Algebraic geometry 1
Schedule for the course:
Monday 10-12 Uhr WSC-N-U-4.05
Wednesday 10-12 Uhr WSC-N-U-4.05
Exercise classes: Friday 12-14 WSC-N-U-4.05
There is a moodle-page with exercises, information on the content of the course and room for dicussions (AlgebraischeGeometrie helps to sign up for the course).
Content: The course aims to give an introduction to algebraic geometry - classically this meant the study of the geometry of the set of solutions of a system of polynomial equations. You might have seen in a course on commutative algebra, that the set of solutions can be encoded efficiently in terms of rings and their prime ideals.
This language has the advantage that once one manages to translate geometric notions like dimension, smoothness, tangent spaces in these terms one can apply these even to study solutions of equations over rational numbers, integers or finite fields, which is quite unexpected and very useful.
As for manifolds, once one has an understanding of basic geometric objects, it is useful to allow to patch these together. This leads to the concept of schemes.
In the course we will learn about schemes and their geometric properties and will then apply these to obtain some classical results on the geometry of curves.
Prerequisites: Algebra and some commutative Algebra: Rings, modules, ideals, prime ideals, localization, tensor products. If you are willing to accept results of commutative algebra without proof these notions will be sufficient - and even a little less might be ok.
Literature: There is a wealth of good books on algebraic geometry, have a look at a few of them before deciding on one. Here is a small selection:
More recent books:
R. Vakil: Foundations of Algebraic Geometry (Notes) http://math.stanford.edu/~vakil/216blog/
This is a recent book project. I will try to use it as a rough guideline.
U.Görtz, T. Wedhorn: Algebraic geometry I, Schemes with Examples and Exercises, Vieweg.
Here you will find much more about the basics on schemes than one could cover in a semester. It is an extremely useful reference.
Q. Liu: Algebraic Geometry and Arithmetic Curves, Oxford Univ. Press
Older classics:
R. Hartshorne: Algebraic Geometry, Springer Graduate Texts in Mathematics 52.
Many mathematicians learned algebraic geometry from this book. The ratio content / length is still very high. The exercises are an essential part of this book.
D. Mumford: The Red Book on Varieties and schemes. Springer Lecture Notes in Math. 1358
I. Shafarevich: Basic Algebraic Geometry 1, 2, Springer
J. Dieudonné, A. Grothendieck: Eléménts de géométrie algébrique I-IV, Publ.

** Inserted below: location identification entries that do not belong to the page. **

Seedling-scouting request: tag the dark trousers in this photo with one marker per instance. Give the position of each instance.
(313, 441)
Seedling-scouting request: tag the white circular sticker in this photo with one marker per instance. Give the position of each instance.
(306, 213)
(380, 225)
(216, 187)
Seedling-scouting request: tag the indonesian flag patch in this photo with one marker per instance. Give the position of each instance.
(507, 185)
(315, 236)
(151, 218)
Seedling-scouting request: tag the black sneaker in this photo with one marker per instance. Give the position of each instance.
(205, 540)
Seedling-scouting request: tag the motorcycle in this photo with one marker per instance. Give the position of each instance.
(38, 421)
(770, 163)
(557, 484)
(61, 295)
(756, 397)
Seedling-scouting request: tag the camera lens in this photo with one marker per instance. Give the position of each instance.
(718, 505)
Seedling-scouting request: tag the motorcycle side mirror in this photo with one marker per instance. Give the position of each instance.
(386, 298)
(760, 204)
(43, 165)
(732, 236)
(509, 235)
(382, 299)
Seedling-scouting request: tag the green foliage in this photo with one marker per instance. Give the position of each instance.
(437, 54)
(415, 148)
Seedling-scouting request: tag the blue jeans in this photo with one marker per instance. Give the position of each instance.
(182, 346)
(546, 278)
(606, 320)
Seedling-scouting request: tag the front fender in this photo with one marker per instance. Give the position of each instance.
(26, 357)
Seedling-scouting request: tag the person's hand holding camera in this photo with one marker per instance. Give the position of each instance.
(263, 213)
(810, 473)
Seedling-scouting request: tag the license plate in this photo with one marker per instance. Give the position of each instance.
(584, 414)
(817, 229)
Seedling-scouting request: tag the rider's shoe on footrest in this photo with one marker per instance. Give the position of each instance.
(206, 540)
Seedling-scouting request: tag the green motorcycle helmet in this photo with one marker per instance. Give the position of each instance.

Math. IHES 8, 11, 17, 20, 24, 28, 32 (1960-67), gescannt auf numdam.org
The classic reference for the last (up to now) revolution in algebraic geometry. It is still the standard reference - but it was probably never intended to be a book to use for a course.
A recent resource is the Stacks-Project of A.J. deJong.
This is an amazing reference, containing much more than any series of lecture courses could cover. It is hyperlinked and searchable so that you can look for particular results and their proofs very easily.